Działo się tak, dlatego że cysteamina hamuje wytwarzanie melanin, czyli barwników odpowiedzialnych zarówno za kolor skóry, jak i pojawiające się na niej przebarwienia.
Kwas traneksamowy pośrednio wpływa na syntezę melaniny. Ta syntetyczna pochodna naturalnie występującej w ludzkim organizmie lizyny, uczestniczy w łańcuchu reakcji, których konsekwencją jest zmniejszona synteza prostaglandyn (hormonów będących regulatoroami różnych procesów fizjologicznych) i czynników wzrostu fibroblastów.

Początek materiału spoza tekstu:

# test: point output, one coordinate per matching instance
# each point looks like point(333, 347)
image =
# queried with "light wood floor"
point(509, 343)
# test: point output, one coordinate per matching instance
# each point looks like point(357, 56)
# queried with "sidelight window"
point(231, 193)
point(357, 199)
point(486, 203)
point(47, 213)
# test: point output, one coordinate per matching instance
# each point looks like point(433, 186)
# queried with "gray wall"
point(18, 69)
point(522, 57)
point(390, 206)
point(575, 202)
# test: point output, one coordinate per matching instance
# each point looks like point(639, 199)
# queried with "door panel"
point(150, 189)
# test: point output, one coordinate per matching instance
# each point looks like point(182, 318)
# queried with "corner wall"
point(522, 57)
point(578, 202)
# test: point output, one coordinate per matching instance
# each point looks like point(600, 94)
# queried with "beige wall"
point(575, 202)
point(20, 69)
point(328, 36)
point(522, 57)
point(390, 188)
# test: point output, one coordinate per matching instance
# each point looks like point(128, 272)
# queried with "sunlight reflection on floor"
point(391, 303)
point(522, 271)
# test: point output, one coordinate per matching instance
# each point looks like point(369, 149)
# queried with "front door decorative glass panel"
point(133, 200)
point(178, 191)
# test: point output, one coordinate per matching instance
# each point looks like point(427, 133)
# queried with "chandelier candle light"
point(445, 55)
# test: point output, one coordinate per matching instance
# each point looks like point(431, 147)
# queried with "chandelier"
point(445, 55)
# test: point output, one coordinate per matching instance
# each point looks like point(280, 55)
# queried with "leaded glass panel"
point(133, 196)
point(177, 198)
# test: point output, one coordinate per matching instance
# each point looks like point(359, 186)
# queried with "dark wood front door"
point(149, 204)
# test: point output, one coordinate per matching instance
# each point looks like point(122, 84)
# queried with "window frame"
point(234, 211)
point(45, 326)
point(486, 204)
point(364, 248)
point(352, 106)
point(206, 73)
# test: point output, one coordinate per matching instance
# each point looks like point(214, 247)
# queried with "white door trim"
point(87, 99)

A prostaglandyny i czynnik wzrostu fibroblastów stymulują syntezę melaniny. Tak więc, kwas traneksamowy przez zmniejszenie syntezy prostaglandyn i czynników wzrostu fibroblastów przyczynia się do zmniejszenia ilości barwnika w skórze.
Opatentowany przez markę Eucerin thiamidol pośrednio wpływa na produkcję melaniny w skórze. Ta ostatnia jest syntetyzowana w procesie melanogenezy. A by ten proces zaszedł, konieczny jest enzym tyrozynaza. Thiamidol wiąże się z tym enzymem i hamuje w ten sposób jego aktywność.
W konsekwencji wyhamowuje proces melanogenezy i co za tym idzie – powstaje mniej barwnika (melaniny). Na skórze objawia się to nie tylko zmniejszeniem intensywności istniejących plam pigmentacyjnych, ale też mniejszym prawdopodobieństwem pojawienia się nowych przebarwień.